J'ai même changé mon mot de passe, j'ai éteinds, rallumé plusieurs fois mon ipad, rien ne fait: il me demande toujours mon mot de passe qu'il ne reconnait pas!!!
(C'est d'autant plus stupide que je n'utilise pas iCloud et je précise que j'ai un autre ipad et un iphone sans aucun souci avec)
J'en suis donc au stade de le "reformater" sorti d'usine ... mais comment faire? .... formater sauf si quelqu'un trouve la solution BIEN SUR 
(j'ai fais une sauvegarde du ipad mini sur mon MBP)
Merci d'avance de votre aide*


----------



## GLAUTTI (10 Mai 2014)

*N'ayant eu aucune réponse à mon message du 19 avril dernier .... !!!!! ..... je repose ma question différemment : puis-je formater mon mini-ipad sorti d'usine ? Doit-on avoir une connexion internet pour le 'formater' sorti d'usine?
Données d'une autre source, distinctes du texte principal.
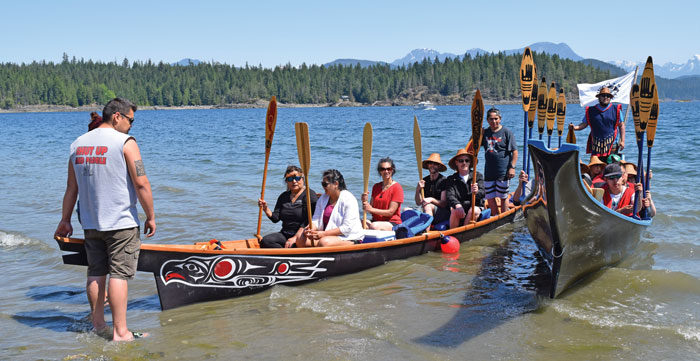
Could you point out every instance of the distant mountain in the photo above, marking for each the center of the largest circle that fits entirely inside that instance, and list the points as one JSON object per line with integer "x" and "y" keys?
{"x": 668, "y": 70}
{"x": 353, "y": 62}
{"x": 187, "y": 61}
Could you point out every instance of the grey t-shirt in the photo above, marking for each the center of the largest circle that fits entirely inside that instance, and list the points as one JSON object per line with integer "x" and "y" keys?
{"x": 499, "y": 147}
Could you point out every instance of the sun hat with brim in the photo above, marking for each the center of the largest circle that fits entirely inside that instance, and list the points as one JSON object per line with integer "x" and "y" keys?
{"x": 435, "y": 158}
{"x": 453, "y": 162}
{"x": 604, "y": 91}
{"x": 595, "y": 160}
{"x": 612, "y": 170}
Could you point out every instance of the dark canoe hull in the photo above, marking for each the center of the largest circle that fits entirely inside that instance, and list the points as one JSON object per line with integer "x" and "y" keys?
{"x": 575, "y": 233}
{"x": 185, "y": 275}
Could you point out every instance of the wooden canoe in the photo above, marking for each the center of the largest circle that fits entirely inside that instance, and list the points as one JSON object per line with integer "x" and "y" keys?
{"x": 187, "y": 274}
{"x": 575, "y": 234}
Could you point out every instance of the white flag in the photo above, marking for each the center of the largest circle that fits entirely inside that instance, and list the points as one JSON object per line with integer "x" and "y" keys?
{"x": 619, "y": 87}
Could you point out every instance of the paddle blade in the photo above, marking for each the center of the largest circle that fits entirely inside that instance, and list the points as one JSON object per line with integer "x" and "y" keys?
{"x": 302, "y": 131}
{"x": 647, "y": 88}
{"x": 417, "y": 147}
{"x": 551, "y": 108}
{"x": 541, "y": 106}
{"x": 527, "y": 77}
{"x": 366, "y": 153}
{"x": 477, "y": 121}
{"x": 653, "y": 119}
{"x": 634, "y": 104}
{"x": 571, "y": 135}
{"x": 561, "y": 112}
{"x": 270, "y": 122}
{"x": 532, "y": 112}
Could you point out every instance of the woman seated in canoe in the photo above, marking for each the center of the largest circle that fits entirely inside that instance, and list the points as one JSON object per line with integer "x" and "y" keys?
{"x": 619, "y": 195}
{"x": 387, "y": 196}
{"x": 459, "y": 189}
{"x": 336, "y": 220}
{"x": 290, "y": 209}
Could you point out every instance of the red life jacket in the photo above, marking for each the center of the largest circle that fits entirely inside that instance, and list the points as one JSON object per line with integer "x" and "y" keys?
{"x": 625, "y": 200}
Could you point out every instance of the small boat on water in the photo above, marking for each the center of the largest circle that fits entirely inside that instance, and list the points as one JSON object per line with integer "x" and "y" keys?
{"x": 426, "y": 105}
{"x": 575, "y": 233}
{"x": 213, "y": 270}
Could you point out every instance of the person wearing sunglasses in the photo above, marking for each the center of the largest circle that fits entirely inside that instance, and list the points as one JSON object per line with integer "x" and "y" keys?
{"x": 387, "y": 197}
{"x": 459, "y": 189}
{"x": 336, "y": 220}
{"x": 604, "y": 120}
{"x": 107, "y": 173}
{"x": 290, "y": 209}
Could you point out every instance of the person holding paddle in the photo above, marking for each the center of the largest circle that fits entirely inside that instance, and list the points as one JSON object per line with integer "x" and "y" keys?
{"x": 433, "y": 187}
{"x": 290, "y": 209}
{"x": 459, "y": 189}
{"x": 336, "y": 220}
{"x": 387, "y": 197}
{"x": 605, "y": 121}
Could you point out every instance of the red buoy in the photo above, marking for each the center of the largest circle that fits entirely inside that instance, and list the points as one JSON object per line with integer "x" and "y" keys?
{"x": 449, "y": 244}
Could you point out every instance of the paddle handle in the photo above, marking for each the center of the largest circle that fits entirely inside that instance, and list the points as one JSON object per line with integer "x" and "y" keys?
{"x": 262, "y": 192}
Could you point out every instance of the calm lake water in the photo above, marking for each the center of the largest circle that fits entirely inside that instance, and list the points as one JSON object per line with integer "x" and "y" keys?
{"x": 205, "y": 167}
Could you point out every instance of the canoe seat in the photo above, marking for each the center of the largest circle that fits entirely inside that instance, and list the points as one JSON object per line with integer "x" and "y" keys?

Je précise que JE NE PEUX MEME PAS RENTRER dans les réglages/général ........ comment faire ? j'ai essayé plusieurs fois sans succès 
merci d'avance *


----------



## Deleted member 284611 (11 Mai 2014)

Passage par le sav Apple... Tout ça pour éviter les vilains voleur qui souhaiteraient réformateur à la sauvage...


----------



## paranormal-wizzzard (11 Mai 2014)

A rien ne sert d'écrire en gras...

Oui, il faut internet pour le reformater d'usine. Essaye, ça te coûte rien.


----------



## Gwen (11 Mai 2014)

Dans les réglage de l'iPad, tu as la possibilité de le réinitialiser complètement comme au premier jour.

Va dans REGLAGE -> Général -> puis en bas, tu as Réinitialiser.


----------



## spigati (8 Octobre 2014)

Bonjour,
Meme problème pénible sur mon iPhone.
Pour ma part j'ai déconnecté / reconnecté mon Cloud et ca a l'air de fonctionner (Réglages>iCloud, en bas de page Déconnexion)


----------



## mr.hyde (8 Octobre 2014)

paranormal-wizzzard a dit:


> A rien ne sert d'écrire en gras...
> 
> Oui, il faut internet pour le reformater d'usine. Essaye, ça te coûte rien.



S'il le formate sans enlever iCloud il ne pourra pas l'activer car son mot de passe n'est pas reconnu/refusé... Donc sav


----------